Asep Sunandar Sunarya (3 September 1955 - 31 March 2014) was a Sundanese wayang golek dalang (Sundanese rod puppet master). He was one of the most famous puppeteers in the genre.

Sunarya was born in Kampung Jelekong, Baleendah, Bandung, where he died on 31 March 2014 at 14:20 WIB (UTC+7) of a heart attack. He was 58 years old.

==Personal Achievement==
- 1984–2001 : Founder board of Yayasan Pedalangan Giri Harja.
- 1975 – present : Not less than 120 wayang golek shows held annually, even between 1976 and 1987 performed wayang golek show uninterruptedly for six consecutive months.
- 1978 : Champion Pinilih 1 Binojakrama in West Java Province.
- 1982 : Champion Pinilih 1 Binojakrama in West Java Province.
- 1985 : Champion General Binojakrama in West Java Province.
- 1989 : A wayang golek tour to United States of America.
- 1992 : Attending Puppet Festivity (Teater Boneka) in France.
- 1993 : Honorable Lecturer at Institut International de la Marionnette in Charleville-Mézières.
- 1994 : A wayang golek tour in Europe.
- 1994-2004 : hosted "ASEP Show" di Televisi Pendidikan Indonesia (TPI), with its main character Cepot every Ramadhan or fasting month in Moslem calendar.
- 2001 : A tour of England for wayang golek play in 12 city with Asian Music Circuit (AMC).
- 2005 : performed wayang golek shows every Saturday night in Televisi Pendidikan Indonesia (TPI).
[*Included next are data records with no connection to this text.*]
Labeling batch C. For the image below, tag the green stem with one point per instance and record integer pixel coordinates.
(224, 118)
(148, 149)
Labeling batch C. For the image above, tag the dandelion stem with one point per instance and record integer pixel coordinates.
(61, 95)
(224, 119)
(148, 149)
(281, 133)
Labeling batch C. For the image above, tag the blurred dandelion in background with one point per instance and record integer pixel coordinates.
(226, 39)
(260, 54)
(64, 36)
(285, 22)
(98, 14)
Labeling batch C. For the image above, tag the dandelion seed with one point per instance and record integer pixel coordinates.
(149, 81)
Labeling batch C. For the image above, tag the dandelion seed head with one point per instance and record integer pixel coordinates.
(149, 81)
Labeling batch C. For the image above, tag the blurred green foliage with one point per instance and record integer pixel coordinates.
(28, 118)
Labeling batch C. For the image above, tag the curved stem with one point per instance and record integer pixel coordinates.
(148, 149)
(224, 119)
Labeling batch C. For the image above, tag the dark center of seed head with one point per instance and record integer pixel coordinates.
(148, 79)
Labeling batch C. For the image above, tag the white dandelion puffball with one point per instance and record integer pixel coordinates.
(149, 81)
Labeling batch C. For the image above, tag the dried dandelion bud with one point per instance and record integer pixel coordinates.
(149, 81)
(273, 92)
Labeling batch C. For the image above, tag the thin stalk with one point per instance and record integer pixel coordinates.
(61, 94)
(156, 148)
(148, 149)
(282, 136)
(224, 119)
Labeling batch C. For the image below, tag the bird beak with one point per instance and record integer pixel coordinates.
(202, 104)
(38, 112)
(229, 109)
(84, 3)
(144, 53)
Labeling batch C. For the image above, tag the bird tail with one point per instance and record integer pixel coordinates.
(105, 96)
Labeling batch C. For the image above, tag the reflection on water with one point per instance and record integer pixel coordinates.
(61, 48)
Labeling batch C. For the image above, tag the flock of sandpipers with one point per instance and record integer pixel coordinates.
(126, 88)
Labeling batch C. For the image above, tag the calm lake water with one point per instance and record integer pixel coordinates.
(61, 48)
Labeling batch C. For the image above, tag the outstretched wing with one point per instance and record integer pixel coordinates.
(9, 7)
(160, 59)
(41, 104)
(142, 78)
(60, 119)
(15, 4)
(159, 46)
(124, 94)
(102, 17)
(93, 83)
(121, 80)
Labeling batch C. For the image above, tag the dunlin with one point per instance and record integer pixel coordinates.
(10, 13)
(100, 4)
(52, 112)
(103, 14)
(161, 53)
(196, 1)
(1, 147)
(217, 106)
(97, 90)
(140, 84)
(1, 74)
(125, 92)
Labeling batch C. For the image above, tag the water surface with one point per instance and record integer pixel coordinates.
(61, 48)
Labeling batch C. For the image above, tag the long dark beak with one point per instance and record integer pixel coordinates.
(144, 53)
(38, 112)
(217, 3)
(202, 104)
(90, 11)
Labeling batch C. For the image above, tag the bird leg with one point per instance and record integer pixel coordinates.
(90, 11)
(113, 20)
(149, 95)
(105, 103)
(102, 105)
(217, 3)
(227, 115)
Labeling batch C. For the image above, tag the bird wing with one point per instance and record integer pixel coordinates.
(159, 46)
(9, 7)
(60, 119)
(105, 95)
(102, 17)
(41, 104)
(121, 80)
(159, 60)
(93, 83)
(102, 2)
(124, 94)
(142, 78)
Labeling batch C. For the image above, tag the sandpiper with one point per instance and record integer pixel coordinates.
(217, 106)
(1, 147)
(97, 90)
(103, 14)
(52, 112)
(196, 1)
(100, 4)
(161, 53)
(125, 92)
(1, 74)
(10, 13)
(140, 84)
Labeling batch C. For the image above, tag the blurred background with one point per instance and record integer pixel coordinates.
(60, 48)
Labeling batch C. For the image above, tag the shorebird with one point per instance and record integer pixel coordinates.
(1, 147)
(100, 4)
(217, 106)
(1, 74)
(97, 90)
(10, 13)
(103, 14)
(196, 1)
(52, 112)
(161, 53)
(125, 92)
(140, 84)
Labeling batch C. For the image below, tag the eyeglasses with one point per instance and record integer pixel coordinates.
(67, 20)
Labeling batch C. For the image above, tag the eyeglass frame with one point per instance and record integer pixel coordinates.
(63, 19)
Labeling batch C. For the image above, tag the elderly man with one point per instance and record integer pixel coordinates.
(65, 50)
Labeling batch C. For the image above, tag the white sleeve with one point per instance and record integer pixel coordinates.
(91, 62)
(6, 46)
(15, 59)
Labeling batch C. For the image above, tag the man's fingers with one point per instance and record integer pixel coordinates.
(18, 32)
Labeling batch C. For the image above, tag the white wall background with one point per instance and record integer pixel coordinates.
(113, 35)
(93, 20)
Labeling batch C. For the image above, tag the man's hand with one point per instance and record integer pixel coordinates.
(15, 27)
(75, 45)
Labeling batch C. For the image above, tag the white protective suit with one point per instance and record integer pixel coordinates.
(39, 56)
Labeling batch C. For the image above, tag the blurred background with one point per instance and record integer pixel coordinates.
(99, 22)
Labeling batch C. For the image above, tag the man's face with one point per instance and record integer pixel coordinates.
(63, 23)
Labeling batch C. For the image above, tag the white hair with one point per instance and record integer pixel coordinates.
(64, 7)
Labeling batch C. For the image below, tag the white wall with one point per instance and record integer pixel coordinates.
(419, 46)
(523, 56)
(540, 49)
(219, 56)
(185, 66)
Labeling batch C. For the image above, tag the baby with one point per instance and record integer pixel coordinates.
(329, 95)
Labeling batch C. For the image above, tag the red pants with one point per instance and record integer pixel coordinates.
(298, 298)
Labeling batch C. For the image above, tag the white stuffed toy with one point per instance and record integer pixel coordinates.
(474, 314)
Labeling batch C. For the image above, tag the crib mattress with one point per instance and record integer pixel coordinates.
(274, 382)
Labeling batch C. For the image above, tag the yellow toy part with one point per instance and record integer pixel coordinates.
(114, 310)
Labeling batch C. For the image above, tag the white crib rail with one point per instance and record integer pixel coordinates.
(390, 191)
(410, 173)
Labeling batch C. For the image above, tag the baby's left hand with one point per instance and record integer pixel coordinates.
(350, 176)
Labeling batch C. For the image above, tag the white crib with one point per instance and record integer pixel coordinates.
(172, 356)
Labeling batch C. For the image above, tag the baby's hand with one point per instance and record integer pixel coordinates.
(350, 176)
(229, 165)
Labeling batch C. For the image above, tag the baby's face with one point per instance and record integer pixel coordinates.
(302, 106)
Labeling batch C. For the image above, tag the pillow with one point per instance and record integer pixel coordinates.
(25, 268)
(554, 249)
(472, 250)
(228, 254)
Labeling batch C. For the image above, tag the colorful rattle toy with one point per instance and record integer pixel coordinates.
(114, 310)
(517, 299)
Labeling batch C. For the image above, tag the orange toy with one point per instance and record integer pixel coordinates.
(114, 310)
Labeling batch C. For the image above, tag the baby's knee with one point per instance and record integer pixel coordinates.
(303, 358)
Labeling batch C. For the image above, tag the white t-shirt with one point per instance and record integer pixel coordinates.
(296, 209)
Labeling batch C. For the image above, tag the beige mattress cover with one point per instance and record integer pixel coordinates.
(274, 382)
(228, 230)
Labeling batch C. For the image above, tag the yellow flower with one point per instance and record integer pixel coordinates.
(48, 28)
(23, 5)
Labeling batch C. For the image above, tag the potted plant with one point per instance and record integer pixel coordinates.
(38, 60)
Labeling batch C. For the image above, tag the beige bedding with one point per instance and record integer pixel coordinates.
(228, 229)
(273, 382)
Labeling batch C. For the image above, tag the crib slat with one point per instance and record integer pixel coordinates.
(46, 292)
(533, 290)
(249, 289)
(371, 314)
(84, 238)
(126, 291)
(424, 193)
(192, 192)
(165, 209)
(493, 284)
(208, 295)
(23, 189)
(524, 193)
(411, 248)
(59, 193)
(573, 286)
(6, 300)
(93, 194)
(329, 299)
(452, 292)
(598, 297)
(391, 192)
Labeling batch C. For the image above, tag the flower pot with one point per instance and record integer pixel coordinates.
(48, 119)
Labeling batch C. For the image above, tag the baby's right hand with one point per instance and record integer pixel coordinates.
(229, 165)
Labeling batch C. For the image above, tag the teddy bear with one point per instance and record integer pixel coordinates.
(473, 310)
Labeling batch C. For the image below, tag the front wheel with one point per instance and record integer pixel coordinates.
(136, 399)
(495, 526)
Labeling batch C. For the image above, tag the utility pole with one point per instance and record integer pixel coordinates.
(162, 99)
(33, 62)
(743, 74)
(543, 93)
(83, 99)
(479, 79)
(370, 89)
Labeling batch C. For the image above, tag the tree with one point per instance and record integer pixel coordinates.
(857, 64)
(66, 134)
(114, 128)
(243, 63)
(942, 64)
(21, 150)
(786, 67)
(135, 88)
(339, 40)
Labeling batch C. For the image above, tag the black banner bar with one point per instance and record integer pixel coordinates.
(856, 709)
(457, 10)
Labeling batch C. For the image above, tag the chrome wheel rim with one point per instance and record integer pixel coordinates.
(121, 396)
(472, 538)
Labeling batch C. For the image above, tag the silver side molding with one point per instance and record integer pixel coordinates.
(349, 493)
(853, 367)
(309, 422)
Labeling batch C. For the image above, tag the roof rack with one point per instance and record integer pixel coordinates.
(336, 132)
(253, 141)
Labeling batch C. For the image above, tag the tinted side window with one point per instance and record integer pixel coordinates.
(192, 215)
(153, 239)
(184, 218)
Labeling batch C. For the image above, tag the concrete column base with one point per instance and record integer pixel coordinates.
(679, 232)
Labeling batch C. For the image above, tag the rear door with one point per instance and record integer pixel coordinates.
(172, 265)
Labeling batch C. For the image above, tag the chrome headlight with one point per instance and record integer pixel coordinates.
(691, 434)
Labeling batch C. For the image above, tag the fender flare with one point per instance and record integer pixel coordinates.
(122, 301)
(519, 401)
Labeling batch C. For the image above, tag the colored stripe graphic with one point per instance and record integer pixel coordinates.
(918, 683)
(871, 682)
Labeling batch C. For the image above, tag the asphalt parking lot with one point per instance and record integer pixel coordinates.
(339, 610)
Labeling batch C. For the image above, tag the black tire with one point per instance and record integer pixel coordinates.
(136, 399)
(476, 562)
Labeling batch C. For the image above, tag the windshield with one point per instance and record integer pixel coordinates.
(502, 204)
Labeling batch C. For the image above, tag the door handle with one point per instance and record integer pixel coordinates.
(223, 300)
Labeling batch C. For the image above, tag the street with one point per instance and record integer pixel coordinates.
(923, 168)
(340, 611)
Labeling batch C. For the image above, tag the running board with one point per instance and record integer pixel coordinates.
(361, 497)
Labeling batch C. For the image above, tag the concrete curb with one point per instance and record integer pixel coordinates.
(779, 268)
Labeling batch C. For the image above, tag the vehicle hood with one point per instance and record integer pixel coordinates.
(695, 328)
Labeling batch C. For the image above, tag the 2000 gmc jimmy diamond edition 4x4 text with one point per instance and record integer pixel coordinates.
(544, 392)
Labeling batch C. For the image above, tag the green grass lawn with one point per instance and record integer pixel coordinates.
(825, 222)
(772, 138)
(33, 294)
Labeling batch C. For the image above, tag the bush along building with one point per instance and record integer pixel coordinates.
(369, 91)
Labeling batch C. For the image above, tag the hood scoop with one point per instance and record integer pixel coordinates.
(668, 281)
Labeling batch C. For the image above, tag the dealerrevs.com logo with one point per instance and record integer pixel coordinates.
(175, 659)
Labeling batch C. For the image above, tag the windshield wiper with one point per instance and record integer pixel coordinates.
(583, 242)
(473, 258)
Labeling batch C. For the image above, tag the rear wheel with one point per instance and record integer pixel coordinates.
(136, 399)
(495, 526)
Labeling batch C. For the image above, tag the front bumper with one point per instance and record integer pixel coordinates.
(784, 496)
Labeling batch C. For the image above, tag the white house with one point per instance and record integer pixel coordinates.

The shows were aired for 39 episodes.
- 2006 : Wayang Golek Festivity on promoting West Java Provinces government agenda along with RRI birthday.
- 2006 : with American Music Circuit (AMC) having wayang golek show and workshop wayang golek in England for 40 days.

Giri Harja 3, wayang golek support group owned and founded by Asep Sunandar Sunarya himself, also received various awards from many institutions, yet the most prestigious of all was presidential medal for cultural affair Satyalencana Kebudayaan conveyed by Presiden Soeharto.

==Tribute==
On 3 September 2016, Google Doodle commemorated his 61st birthday.